And so you have an opinion by an individual with a mix of views, expectations etc. No review is right. And no review is wrong. They are all subjective. And that’s the point and the difficulty.
As a reader, I seldom read reviews for books – basically because they don’t influence my choice much. However, I do read reviews for electronics, clothes, movies and pretty much everything else. Yes, I’m weird. Many readers aren’t like me, they put great store by reviews – looking for merits and flaws from like-minded people.
There are readers who have certain criteria:
Engaging characters, well written, free from errors, believable.

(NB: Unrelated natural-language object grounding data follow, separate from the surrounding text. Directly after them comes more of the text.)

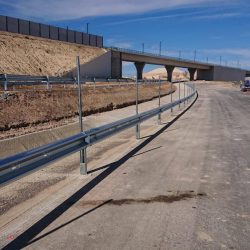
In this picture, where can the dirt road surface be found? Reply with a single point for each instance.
(185, 186)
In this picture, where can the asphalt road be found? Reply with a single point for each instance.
(185, 187)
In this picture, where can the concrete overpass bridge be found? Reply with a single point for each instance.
(205, 71)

But then there’s too much description/not enough? Too much sex/romance/violence/swearing or not enough. How much IS enough? Not a clue. It’s subjective.
I posted on a facebook group – name a couple of books you thought you should like and didn’t. As expected the results were varied. Books I love were thought utter drivel, and books I hate were thought wonderful. This was the picture across the board.

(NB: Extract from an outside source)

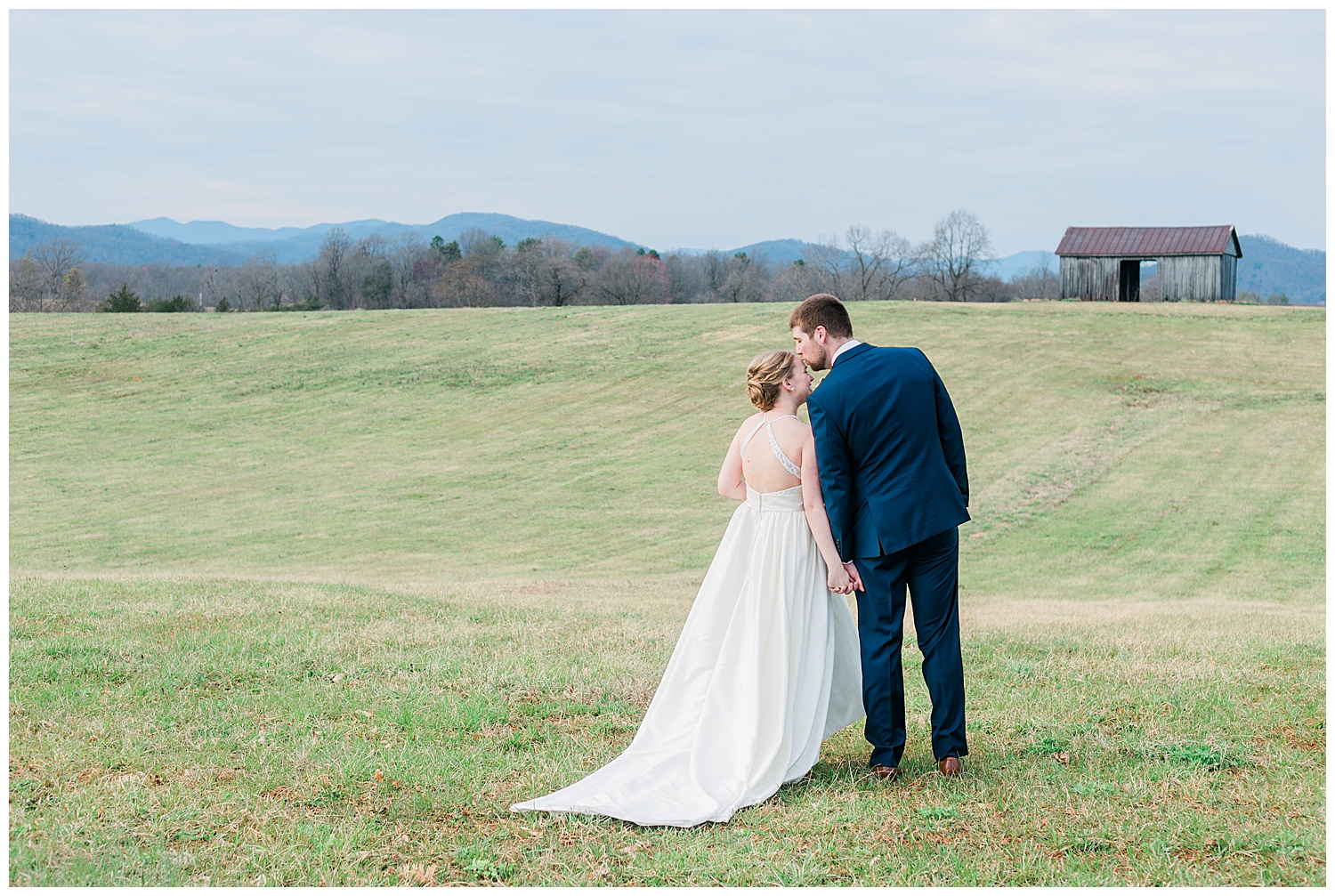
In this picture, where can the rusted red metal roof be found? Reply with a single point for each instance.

There are a minority of readers who look for the errors in a book or take great delight in bitching about the book/author. It is a small, vocal minority. But they are there. This is particularly the case for indie-authored books. I’ll discuss how to handle reviews like this in a later post.
I review books for many reasons: I have a bad memory and it’s a form of note-taking; I want to share what I think of a book, although given the fact I rarely read book reviews this is rather hypocritical on my part; I want to support an author. But people review for many reasons, and in many ways.
Reviews are opinion, nothing more and nothing less.
I’d be interested in what criteria my readers use to review, and if they read reviews.